Barclays Bank of Kenya (BBK) #ticker:BBK chief executive Jeremy Awori warned on Monday that falling margins from loans and advances were beginning to squeeze lenders, even as the listed firm recorded a seven percent jump in net profit to hit Sh7.41 billion.
The lender's net interest income for the year ended December 2018, including loans to customers and government securities, remained largely flat, rising by Sh190 million — or the equivalent of 0.8 percent — to Sh21.99 billion.

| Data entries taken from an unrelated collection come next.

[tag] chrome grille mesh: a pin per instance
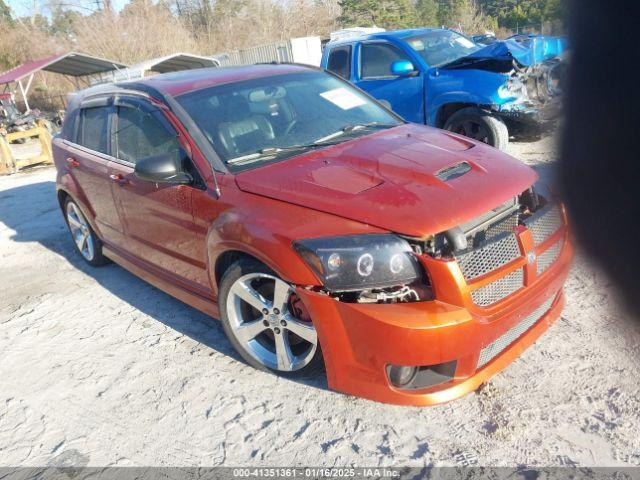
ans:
(496, 347)
(544, 223)
(546, 258)
(499, 289)
(488, 257)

Barclays saw its non-interest income, which comprises fees and commissions, dividend income and foreign exchange income, rise by Sh1.24 billion representing a 14.7 per cent jump to close the financial year at Sh9.7 billion.
Barclays is the third bank after KCB Group #ticker:KCB and Stanbic Holdings #ticker:SCBK to announce a profit growth in full-year results.

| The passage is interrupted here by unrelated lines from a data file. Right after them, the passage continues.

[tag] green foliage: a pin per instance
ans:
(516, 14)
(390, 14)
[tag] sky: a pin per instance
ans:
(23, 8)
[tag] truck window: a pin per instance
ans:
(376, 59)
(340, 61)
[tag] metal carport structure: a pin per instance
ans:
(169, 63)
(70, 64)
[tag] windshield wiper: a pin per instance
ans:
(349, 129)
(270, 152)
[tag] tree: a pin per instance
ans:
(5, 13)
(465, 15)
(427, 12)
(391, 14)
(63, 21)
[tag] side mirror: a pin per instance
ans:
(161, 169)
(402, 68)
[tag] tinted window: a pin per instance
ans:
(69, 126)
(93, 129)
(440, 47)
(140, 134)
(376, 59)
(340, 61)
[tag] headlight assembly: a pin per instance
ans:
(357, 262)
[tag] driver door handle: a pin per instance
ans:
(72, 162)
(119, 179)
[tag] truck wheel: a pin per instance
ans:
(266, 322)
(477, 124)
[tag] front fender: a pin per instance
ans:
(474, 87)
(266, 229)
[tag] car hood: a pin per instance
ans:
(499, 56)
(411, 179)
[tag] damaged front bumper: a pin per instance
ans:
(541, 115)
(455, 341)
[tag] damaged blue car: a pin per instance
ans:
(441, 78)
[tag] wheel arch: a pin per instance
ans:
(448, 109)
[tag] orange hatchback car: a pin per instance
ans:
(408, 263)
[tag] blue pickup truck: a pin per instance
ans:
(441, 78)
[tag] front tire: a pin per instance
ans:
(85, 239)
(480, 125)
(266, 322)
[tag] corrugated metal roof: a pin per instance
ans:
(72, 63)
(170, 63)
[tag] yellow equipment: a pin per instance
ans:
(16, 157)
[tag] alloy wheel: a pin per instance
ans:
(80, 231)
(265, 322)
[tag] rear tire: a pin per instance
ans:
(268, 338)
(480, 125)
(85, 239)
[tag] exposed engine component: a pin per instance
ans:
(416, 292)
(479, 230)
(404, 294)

But Mr Awori warned that the cap on interest rates is likely to constrain further growth backed by interest income going forward, forcing banks to tap additional non-interest based revenue streams.

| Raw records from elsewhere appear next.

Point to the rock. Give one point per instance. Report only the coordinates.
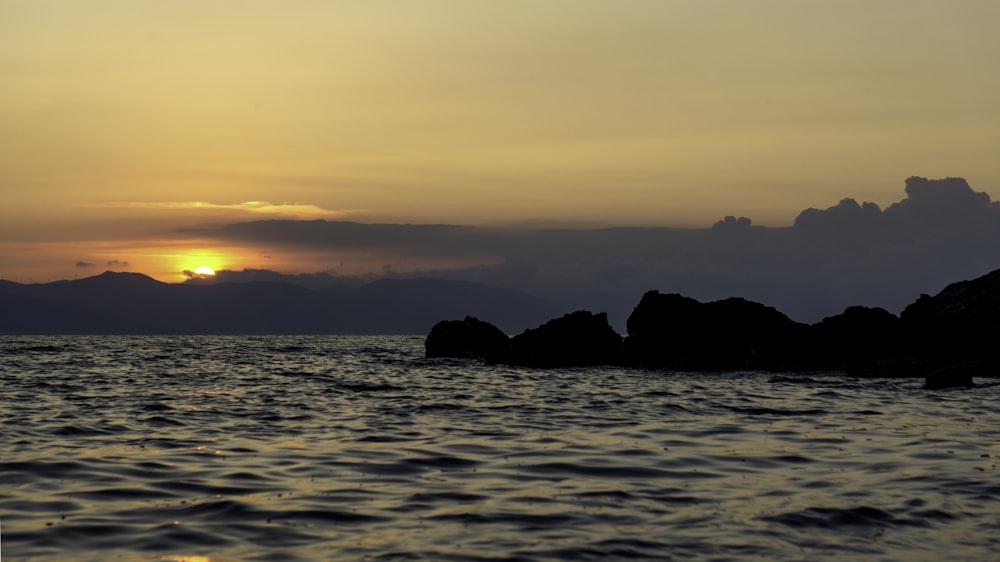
(897, 368)
(855, 339)
(469, 338)
(951, 377)
(575, 340)
(960, 324)
(677, 332)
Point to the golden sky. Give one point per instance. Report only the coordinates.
(122, 121)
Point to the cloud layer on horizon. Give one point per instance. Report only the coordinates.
(847, 254)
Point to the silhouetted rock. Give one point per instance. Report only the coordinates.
(897, 368)
(469, 338)
(951, 377)
(854, 339)
(575, 340)
(958, 325)
(677, 332)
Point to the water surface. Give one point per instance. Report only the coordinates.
(358, 448)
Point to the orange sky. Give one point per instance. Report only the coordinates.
(117, 117)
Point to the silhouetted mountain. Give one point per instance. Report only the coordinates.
(852, 253)
(135, 303)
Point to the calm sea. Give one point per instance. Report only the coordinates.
(358, 448)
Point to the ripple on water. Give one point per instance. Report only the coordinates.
(301, 448)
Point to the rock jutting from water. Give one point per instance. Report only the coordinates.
(947, 338)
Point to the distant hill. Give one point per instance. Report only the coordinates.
(131, 303)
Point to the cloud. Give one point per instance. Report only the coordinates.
(286, 209)
(848, 254)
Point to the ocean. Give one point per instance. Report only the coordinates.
(286, 448)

“If interest rate cap remains in place we will see challenges for all banks around interest income so obviously the focus will be on NFI (non-funded income),” he said at an investor briefing yesterday.
“If we see relatively low-interest rates, or we see drops in the CBR (Central Bank Rate) going forward there may be some level of concern that banks are not able to deliver a return on risk rated assets … And that’s hitting the return on equity.”
Mr Awori, however, added that banks will have to innovate should the caps stay.
“Going forward we are in the environment we are in and we have to run our business in this environment,” he said.
The tier-one lender closed the year with a loan book of Sh177.35 billion, a five percent jump from the previous year, while customer deposits increased 11.5 percent to Sh207.4 billion.
The lender’s gross non-performing loans increased by Sh1.8 billion the equivalent of 14.88 per cent to Sh13.9 billion in the period from Sh12.6 billion the previous year as its loan loss provision, booked as an expense in the income statement, jumped 24.2 percent to Sh3.87 billion.
The performance saw the bank declare a final dividend of 90 cents per share, bringing the total full-year payout to Sh1.1 per share, a 10 percent rise.